Kyodo World Service, May 19th, 2007
Visiting U.S. folk singer Noel Paul Stookey performed at a
concert in Tokyo on Saturday and called for support for efforts to
secure the release of Megumi Yokota, one of the Japanese people North
Korea abducted in the 1970s.
Stookey, a member of the legendary folk group Peter, Paul &
Mary, who recently released a song dedicated to her, told about 1,000
people in the audience that the abduction issue must be resolved with
the power of songs.
Stookey sang ''Song for Megumi,'' which he wrote and composed
himself, as Yokota's father Shigeru, 74, and mother Sakie, 71,
listened.
Among the participants were Japanese artists and others with
whom Stookey has formed friendships, including folk singer Kosetsu
Minami and writer C. W. Nicol.
''I believe this song will be carried by the winds and delivered
to Megumi,'' said Sakie, whose daughter was abducted at age 13 from
Niigata Prefecture in 1977. Pyongyang says she died in North Korea in
1994.
Shigeru said, ''Songs have the power to move the world. I hope
many people listen to the song and it will serve as an opportunity to
think about the abduction issue.''
Donations from the performers were given to the Yokotas at the
concert.
Before the concert began, Stookey told a news conference that
Saturday marked a day of prayer and hope.
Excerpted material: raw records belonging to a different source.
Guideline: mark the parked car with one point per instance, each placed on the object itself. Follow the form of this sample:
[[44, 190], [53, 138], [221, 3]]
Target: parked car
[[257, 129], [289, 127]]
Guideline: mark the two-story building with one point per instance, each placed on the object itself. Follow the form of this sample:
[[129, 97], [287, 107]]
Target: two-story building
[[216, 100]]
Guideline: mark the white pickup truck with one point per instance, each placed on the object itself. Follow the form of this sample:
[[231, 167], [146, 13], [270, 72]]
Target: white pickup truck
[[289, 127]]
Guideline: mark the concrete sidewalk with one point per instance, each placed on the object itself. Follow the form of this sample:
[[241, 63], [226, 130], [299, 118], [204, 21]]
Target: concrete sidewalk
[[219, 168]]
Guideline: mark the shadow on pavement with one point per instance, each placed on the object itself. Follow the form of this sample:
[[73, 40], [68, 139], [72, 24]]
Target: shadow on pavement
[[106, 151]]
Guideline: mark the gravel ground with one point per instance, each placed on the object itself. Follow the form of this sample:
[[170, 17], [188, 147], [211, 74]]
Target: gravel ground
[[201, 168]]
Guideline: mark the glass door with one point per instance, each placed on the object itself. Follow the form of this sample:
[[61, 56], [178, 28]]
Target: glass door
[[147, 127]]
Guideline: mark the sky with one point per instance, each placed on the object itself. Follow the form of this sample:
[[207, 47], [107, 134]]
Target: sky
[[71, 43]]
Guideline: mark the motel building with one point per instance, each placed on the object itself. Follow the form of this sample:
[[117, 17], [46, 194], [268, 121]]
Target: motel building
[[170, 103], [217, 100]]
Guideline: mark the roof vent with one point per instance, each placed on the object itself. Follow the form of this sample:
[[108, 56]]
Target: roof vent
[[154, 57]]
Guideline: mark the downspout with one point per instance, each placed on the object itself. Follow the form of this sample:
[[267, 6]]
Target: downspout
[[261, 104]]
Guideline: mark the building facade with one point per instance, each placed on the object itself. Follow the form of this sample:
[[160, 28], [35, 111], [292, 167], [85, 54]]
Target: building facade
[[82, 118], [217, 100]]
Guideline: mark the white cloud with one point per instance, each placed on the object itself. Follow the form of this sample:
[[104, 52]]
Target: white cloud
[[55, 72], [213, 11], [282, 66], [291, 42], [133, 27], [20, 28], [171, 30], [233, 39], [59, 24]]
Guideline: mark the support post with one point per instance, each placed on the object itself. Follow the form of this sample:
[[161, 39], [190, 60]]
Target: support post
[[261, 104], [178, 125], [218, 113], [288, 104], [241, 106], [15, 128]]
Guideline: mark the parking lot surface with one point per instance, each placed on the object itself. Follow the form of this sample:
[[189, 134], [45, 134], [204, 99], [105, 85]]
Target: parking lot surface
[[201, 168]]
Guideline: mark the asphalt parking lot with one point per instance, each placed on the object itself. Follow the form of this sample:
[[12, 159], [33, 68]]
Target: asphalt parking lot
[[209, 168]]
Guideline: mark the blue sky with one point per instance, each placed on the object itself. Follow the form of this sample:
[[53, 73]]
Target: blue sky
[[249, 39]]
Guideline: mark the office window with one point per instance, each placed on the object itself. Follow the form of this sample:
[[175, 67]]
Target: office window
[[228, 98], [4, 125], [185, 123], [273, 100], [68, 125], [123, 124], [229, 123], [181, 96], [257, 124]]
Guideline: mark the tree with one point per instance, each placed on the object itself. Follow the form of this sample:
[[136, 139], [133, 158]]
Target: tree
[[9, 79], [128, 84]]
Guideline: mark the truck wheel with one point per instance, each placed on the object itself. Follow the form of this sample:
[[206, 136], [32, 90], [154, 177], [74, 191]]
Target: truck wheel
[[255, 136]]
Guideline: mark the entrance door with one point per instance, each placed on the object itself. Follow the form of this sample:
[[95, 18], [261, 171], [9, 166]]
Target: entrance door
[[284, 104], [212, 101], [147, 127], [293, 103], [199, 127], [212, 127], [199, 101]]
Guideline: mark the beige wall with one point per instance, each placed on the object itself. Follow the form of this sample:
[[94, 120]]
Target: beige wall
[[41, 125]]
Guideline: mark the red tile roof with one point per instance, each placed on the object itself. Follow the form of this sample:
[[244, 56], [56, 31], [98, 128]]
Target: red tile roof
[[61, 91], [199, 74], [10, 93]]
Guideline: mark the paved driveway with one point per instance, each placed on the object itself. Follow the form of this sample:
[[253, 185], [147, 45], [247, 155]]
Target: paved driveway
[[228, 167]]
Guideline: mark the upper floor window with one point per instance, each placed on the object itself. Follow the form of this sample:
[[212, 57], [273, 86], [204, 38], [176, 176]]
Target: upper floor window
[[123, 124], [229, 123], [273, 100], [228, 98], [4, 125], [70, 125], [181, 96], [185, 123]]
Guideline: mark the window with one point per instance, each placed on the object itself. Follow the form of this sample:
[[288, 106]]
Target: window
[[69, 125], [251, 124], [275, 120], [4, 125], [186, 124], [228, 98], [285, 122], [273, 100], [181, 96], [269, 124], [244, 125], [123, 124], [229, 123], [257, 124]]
Minami said, ''If I were in their shoes, I wonder if I could
endure it as Mr. and Mrs. Yokota do.''
''When I think about it, the words don't come forth. I hope
songs will ease their pain,'' Minami said.
Yokota is among the 17 people the Japanese government formally
claims were abducted by North Korea in the late 1970s and early
1980s. She is among the 13 North Korea admitted in 2002 to kidnapping
to the country.
While five of them were allowed to return to Japan, North Korea
maintains that Yokota and the other seven are dead, a claim disputed
by their families and the Japanese government.